David Lynch a été nominé quatre fois aux Oscars : pour le scénario adapté deHomme éléphantainsi que trois fois celui du meilleur réalisateur pour Homme éléphant, Velours bleu et Promenade Mulholland. A noter que pour ces deux derniers, il s’agissait de la seule nomination pour ces films, un cas assez rare qui était arrivé, entre autres, à Arthur Penn (Le restaurant d’Alice), Federico Fellini (Satyricon de Fellini), Martin Scorsese (La dernière tentation du Christ) et Robert Altman (Raccourcis). Lynch a reçu fin octobre 2019 un Oscar d’honneur pour l’ensemble de son œuvre des mains de Laura Dern, Isabella Rossellini et Kyle MacLachlan.

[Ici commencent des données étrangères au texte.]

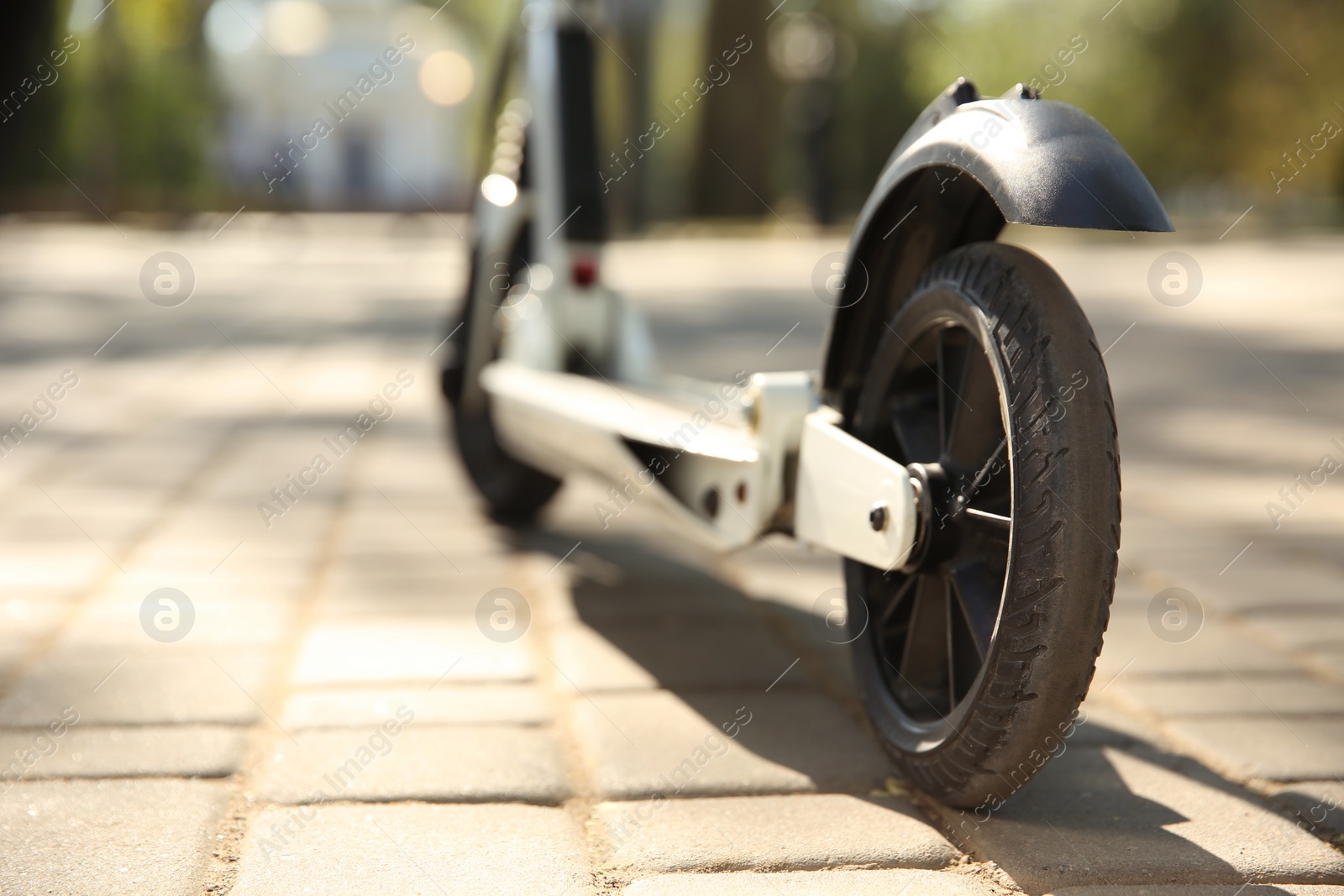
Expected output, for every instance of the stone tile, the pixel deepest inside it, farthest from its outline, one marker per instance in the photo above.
(409, 651)
(396, 851)
(1328, 663)
(833, 883)
(82, 752)
(638, 745)
(586, 661)
(488, 763)
(618, 658)
(144, 691)
(1132, 647)
(143, 836)
(1296, 631)
(1316, 802)
(1281, 750)
(445, 705)
(1140, 819)
(1102, 725)
(761, 833)
(652, 591)
(1231, 696)
(1196, 889)
(1269, 587)
(114, 621)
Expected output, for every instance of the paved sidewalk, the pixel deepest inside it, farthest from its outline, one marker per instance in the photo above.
(381, 692)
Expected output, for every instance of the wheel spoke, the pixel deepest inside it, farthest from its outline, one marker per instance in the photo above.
(952, 372)
(914, 419)
(895, 600)
(979, 587)
(924, 661)
(976, 427)
(991, 527)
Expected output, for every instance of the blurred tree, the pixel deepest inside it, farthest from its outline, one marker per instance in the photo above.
(732, 170)
(27, 120)
(141, 121)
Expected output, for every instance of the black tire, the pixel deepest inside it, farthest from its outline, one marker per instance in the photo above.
(514, 492)
(976, 653)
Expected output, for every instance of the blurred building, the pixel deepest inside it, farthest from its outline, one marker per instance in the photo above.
(344, 103)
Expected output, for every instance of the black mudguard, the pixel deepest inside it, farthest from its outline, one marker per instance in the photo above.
(964, 170)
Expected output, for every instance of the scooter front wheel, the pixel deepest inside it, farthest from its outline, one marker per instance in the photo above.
(514, 492)
(974, 656)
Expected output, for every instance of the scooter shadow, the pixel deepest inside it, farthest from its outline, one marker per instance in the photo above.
(1100, 813)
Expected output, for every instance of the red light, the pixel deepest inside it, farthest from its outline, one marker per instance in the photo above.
(585, 271)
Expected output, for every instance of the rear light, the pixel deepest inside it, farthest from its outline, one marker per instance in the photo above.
(585, 271)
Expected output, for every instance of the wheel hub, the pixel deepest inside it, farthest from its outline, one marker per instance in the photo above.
(937, 537)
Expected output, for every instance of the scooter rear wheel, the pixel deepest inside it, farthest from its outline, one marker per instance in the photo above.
(976, 652)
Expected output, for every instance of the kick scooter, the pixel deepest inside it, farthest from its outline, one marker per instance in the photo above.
(958, 446)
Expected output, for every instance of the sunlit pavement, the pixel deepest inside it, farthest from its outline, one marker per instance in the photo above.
(333, 700)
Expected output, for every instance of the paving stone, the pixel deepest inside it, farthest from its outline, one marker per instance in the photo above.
(414, 851)
(1132, 647)
(141, 836)
(1316, 802)
(793, 833)
(494, 763)
(1296, 631)
(1142, 817)
(82, 752)
(651, 590)
(831, 883)
(1230, 694)
(1280, 750)
(143, 691)
(586, 661)
(114, 621)
(1102, 725)
(658, 741)
(445, 705)
(1195, 889)
(1328, 663)
(409, 651)
(730, 656)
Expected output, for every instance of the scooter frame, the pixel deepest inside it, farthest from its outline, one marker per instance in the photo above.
(573, 385)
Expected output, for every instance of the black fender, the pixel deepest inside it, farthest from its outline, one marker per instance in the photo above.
(964, 170)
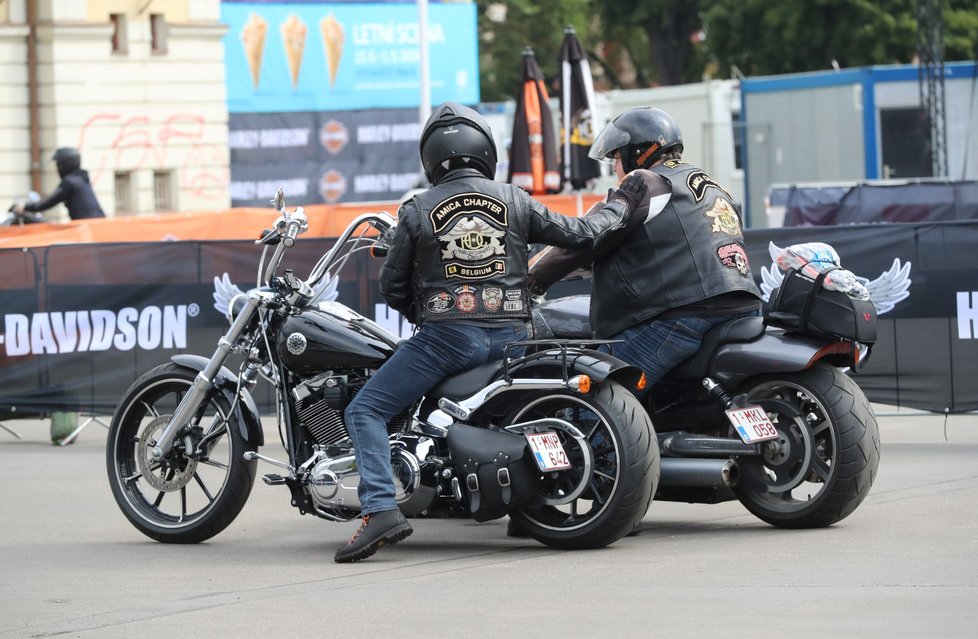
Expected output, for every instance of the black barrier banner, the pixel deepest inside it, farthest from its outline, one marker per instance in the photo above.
(922, 201)
(104, 314)
(81, 322)
(324, 157)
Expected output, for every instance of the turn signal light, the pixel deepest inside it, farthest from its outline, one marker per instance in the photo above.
(835, 348)
(643, 381)
(581, 383)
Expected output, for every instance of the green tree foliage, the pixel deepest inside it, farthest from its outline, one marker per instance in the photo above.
(765, 37)
(660, 38)
(642, 43)
(506, 27)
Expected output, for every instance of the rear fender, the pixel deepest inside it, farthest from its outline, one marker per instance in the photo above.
(249, 420)
(773, 352)
(595, 364)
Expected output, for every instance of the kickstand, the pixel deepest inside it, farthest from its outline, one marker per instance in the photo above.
(10, 430)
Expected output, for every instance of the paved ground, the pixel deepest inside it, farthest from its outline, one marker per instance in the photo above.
(904, 565)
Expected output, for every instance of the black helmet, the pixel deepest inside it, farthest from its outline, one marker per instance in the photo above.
(67, 159)
(642, 135)
(455, 136)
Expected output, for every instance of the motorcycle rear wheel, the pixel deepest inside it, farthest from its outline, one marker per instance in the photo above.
(621, 483)
(830, 450)
(181, 500)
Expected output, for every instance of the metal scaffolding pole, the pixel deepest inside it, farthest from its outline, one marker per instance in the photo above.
(930, 52)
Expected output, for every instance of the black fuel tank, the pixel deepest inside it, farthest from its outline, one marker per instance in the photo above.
(332, 336)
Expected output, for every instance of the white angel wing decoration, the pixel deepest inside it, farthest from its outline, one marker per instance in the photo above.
(890, 287)
(772, 276)
(325, 291)
(224, 292)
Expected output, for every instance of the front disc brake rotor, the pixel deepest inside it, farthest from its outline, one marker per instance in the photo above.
(167, 475)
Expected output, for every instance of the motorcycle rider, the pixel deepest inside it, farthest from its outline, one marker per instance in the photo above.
(457, 266)
(74, 190)
(680, 269)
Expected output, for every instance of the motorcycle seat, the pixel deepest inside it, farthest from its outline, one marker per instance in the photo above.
(744, 329)
(468, 383)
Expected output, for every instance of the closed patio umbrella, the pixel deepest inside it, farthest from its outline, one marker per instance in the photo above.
(533, 150)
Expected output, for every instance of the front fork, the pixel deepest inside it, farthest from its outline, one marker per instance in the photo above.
(202, 384)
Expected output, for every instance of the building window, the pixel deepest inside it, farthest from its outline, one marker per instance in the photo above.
(740, 133)
(120, 39)
(123, 193)
(163, 191)
(158, 32)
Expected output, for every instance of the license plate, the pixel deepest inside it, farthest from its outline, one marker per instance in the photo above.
(752, 424)
(548, 451)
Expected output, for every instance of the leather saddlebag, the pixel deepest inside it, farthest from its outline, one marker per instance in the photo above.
(496, 469)
(803, 304)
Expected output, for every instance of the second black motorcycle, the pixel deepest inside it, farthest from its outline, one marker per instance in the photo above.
(555, 439)
(765, 411)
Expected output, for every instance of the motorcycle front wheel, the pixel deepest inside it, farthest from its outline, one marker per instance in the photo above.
(827, 454)
(614, 475)
(185, 498)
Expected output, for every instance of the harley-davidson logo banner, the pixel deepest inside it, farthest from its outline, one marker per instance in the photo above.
(78, 323)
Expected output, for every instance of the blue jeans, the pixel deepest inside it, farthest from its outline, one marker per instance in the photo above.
(658, 346)
(438, 350)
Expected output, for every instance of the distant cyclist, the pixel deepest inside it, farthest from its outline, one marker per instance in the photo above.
(75, 190)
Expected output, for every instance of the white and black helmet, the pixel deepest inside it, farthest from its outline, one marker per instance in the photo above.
(456, 136)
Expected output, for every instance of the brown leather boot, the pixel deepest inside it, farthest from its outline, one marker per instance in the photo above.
(376, 529)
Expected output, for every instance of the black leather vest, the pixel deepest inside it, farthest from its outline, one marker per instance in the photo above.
(471, 252)
(691, 251)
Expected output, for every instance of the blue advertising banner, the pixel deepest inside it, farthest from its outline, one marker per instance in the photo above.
(369, 155)
(341, 57)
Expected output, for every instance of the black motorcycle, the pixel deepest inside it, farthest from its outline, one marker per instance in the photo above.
(555, 439)
(13, 218)
(764, 412)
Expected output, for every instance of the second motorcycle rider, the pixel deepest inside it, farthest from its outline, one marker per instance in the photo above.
(457, 268)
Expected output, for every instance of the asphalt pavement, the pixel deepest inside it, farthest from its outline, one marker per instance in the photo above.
(905, 564)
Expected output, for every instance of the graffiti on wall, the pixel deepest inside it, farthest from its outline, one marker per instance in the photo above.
(175, 142)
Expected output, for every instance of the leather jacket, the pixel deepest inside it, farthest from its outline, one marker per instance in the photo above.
(684, 253)
(459, 250)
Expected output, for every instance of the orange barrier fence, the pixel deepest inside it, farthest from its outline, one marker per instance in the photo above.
(325, 220)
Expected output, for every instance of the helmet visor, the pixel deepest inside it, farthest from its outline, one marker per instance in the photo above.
(608, 141)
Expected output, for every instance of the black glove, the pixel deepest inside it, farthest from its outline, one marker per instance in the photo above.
(632, 192)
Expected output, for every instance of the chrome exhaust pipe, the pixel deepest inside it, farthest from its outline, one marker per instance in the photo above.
(698, 473)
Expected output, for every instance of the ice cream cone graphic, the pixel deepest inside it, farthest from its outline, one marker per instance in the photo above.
(253, 38)
(333, 38)
(294, 40)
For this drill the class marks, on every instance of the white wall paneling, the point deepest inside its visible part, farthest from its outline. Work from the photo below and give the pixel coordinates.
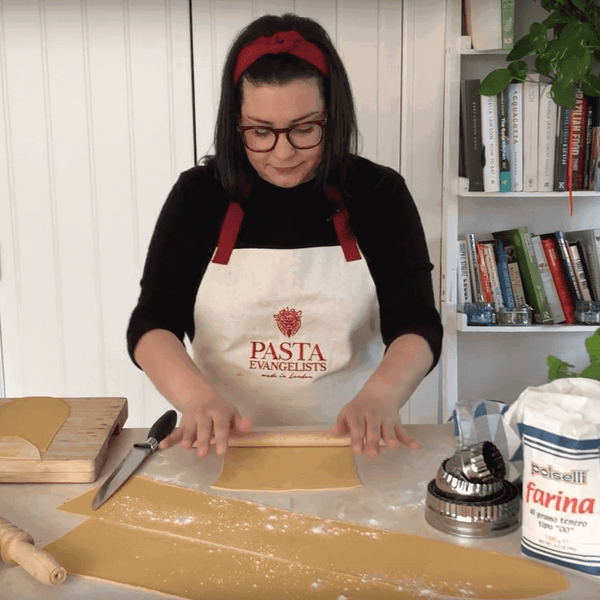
(97, 123)
(424, 34)
(96, 104)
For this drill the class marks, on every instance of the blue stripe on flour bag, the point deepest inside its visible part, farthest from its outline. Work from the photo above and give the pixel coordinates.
(481, 421)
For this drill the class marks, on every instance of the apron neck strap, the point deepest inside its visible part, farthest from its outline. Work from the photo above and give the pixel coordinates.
(341, 223)
(235, 214)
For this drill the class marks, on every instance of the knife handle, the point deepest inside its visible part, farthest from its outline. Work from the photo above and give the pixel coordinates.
(163, 427)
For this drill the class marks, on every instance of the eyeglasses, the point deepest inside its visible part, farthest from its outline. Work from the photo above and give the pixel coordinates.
(302, 136)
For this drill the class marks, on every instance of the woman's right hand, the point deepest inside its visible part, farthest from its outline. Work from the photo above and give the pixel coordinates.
(203, 419)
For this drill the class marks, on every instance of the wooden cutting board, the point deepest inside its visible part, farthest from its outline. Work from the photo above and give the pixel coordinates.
(78, 451)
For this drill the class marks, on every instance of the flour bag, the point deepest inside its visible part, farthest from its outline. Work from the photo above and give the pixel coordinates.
(555, 429)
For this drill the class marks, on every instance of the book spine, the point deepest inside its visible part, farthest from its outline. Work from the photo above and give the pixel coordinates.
(547, 139)
(558, 315)
(491, 166)
(492, 269)
(503, 141)
(474, 269)
(484, 276)
(578, 116)
(515, 95)
(504, 275)
(594, 169)
(513, 268)
(580, 275)
(531, 274)
(508, 25)
(568, 269)
(531, 101)
(588, 143)
(589, 244)
(559, 279)
(471, 133)
(464, 279)
(561, 149)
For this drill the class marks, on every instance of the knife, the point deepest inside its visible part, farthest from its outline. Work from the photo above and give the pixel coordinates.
(137, 455)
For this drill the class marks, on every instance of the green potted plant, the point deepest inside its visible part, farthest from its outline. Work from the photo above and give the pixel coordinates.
(566, 57)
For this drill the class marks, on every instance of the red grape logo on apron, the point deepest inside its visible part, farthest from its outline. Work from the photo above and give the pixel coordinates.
(289, 360)
(288, 321)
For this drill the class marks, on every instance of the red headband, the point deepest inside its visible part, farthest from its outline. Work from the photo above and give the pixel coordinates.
(290, 42)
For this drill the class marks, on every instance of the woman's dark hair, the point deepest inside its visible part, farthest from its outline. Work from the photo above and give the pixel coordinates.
(230, 160)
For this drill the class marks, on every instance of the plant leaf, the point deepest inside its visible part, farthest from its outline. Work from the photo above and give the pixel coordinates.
(580, 4)
(519, 70)
(523, 47)
(576, 65)
(542, 65)
(563, 92)
(590, 85)
(554, 19)
(495, 82)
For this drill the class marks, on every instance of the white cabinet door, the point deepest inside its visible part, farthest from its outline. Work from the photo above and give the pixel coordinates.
(96, 126)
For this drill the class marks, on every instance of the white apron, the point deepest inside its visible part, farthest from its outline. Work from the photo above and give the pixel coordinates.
(289, 336)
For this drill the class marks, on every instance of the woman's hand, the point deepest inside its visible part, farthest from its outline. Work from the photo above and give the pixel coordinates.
(367, 420)
(203, 419)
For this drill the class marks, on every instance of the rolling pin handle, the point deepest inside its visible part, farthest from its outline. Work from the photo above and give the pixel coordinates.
(17, 548)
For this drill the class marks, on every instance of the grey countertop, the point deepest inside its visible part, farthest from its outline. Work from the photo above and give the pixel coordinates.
(392, 497)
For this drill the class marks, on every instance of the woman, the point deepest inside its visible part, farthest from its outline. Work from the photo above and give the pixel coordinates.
(317, 306)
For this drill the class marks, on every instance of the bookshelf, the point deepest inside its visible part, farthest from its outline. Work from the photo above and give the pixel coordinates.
(496, 362)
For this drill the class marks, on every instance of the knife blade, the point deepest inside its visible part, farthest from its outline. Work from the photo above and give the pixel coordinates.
(137, 455)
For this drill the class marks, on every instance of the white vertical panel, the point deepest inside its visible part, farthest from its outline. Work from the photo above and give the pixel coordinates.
(96, 106)
(29, 271)
(421, 158)
(358, 45)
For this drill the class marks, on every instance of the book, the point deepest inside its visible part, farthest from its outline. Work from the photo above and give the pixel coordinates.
(549, 245)
(515, 102)
(516, 282)
(508, 24)
(530, 272)
(464, 278)
(504, 275)
(578, 117)
(591, 107)
(567, 265)
(476, 290)
(483, 20)
(590, 243)
(489, 136)
(580, 274)
(594, 167)
(531, 99)
(492, 269)
(558, 316)
(470, 105)
(484, 276)
(503, 141)
(547, 139)
(561, 149)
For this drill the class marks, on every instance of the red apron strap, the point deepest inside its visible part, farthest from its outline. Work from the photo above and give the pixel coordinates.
(342, 227)
(228, 236)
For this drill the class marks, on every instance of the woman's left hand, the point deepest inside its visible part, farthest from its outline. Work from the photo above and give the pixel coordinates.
(367, 420)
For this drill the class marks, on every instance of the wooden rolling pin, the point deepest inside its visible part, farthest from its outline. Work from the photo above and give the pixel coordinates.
(291, 437)
(17, 548)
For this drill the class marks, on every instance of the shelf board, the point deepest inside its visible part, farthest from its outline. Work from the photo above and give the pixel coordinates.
(556, 195)
(461, 325)
(466, 48)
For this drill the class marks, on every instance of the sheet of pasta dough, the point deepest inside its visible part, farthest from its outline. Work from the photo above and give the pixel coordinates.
(288, 469)
(196, 545)
(35, 419)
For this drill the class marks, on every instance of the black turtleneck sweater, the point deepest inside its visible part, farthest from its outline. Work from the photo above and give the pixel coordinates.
(383, 217)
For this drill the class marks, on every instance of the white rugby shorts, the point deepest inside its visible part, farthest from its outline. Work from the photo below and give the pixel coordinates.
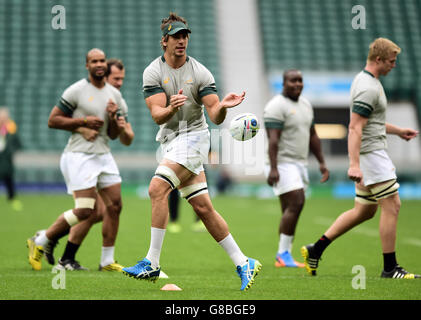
(86, 170)
(189, 149)
(376, 167)
(292, 176)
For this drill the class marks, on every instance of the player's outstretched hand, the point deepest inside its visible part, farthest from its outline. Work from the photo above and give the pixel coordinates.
(325, 173)
(408, 134)
(112, 109)
(177, 100)
(94, 122)
(273, 177)
(233, 99)
(89, 134)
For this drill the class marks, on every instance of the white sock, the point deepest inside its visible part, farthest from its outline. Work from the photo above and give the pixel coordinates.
(233, 250)
(157, 238)
(285, 243)
(107, 256)
(42, 239)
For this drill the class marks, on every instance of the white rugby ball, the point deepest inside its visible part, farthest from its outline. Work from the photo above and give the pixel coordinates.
(244, 126)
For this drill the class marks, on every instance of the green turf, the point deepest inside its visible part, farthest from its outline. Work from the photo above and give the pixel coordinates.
(196, 263)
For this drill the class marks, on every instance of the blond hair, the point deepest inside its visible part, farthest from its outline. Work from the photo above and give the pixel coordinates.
(165, 22)
(383, 48)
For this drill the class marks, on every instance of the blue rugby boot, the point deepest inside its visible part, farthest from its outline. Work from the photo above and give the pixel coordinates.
(247, 272)
(143, 270)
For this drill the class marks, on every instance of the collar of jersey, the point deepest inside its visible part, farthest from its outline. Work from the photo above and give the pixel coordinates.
(163, 59)
(368, 72)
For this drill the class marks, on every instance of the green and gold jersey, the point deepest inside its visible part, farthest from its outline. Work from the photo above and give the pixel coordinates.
(196, 82)
(83, 99)
(369, 100)
(295, 119)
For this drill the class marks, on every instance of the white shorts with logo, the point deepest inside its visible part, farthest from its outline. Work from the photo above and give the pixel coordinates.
(189, 149)
(292, 176)
(86, 170)
(376, 167)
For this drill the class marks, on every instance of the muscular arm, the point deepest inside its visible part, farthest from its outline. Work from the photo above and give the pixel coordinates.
(127, 135)
(60, 120)
(316, 149)
(217, 111)
(273, 139)
(404, 133)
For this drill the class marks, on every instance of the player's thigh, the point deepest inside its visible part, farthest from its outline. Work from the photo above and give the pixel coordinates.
(293, 200)
(85, 202)
(195, 191)
(111, 194)
(365, 204)
(182, 173)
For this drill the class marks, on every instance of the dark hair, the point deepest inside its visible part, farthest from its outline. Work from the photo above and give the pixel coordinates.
(286, 72)
(114, 62)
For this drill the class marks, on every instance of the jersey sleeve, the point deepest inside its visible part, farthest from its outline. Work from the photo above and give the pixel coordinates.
(68, 100)
(364, 101)
(206, 83)
(273, 115)
(151, 82)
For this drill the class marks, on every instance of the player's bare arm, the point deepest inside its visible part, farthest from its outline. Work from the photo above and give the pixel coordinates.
(114, 129)
(87, 133)
(217, 110)
(355, 129)
(316, 149)
(59, 120)
(404, 133)
(127, 135)
(274, 135)
(157, 105)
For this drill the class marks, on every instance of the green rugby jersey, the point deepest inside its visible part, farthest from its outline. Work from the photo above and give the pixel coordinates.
(83, 99)
(196, 82)
(369, 100)
(295, 119)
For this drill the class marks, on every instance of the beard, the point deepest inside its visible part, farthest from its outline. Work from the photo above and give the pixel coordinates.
(96, 76)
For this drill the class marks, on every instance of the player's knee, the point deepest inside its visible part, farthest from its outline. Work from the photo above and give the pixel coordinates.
(84, 208)
(83, 213)
(202, 209)
(166, 174)
(115, 207)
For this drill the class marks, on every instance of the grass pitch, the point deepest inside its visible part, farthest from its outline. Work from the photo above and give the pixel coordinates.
(197, 264)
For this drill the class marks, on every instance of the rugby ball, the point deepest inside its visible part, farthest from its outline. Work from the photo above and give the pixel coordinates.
(244, 126)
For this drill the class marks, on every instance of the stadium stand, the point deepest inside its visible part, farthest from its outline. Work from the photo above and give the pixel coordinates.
(38, 62)
(318, 35)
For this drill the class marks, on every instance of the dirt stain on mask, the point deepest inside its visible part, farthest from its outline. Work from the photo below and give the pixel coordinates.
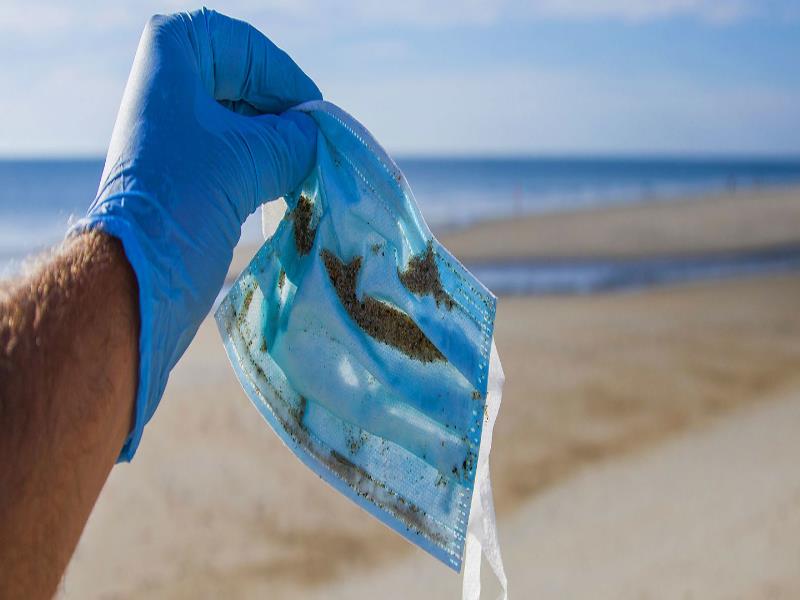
(421, 277)
(304, 234)
(378, 319)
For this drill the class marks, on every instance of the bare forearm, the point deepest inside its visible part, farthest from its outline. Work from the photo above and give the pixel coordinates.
(68, 373)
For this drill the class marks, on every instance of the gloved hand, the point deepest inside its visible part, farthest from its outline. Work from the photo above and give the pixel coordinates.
(183, 172)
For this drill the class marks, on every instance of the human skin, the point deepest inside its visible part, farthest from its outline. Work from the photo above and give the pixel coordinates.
(68, 375)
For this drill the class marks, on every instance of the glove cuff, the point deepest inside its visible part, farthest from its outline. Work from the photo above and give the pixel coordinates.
(150, 384)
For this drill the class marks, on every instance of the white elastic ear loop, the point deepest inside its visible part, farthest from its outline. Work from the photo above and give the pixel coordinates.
(482, 528)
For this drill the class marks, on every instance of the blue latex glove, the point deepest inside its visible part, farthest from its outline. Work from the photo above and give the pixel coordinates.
(189, 160)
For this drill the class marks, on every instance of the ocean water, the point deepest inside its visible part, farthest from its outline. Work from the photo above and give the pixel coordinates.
(39, 197)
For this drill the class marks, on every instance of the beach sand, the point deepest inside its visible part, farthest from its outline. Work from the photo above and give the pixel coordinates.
(646, 447)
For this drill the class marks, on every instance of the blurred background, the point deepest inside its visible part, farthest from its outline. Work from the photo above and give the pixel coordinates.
(623, 174)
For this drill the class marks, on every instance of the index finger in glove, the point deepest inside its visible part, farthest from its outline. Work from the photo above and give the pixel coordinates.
(240, 66)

Au Festival de Cannes, il remporte la Palme d’Or en 1990 avec Marin et Lulaainsi que le Prix de la mise en scène onze ans plus tard avec Promenade Mulholland. La Mostra de Venise lui a décerné un Lion d’Or d’honneur en 2006. Et il a remporté à deux reprises le César du meilleur film étranger : en 1982 avec Homme éléphant et vingt ans plus tard avec Promenade Mulholland.
-David Lynch a été président du jury à la Mostra de Venise en 1994 (Lion d’Or ex æquo Avant la pluie de Milcho Manchevski et Vive l’amour de Tsai Ming Liang) et celui de Cannes en 2002 (Palme d’Or au Pianiste par Roman Polanski).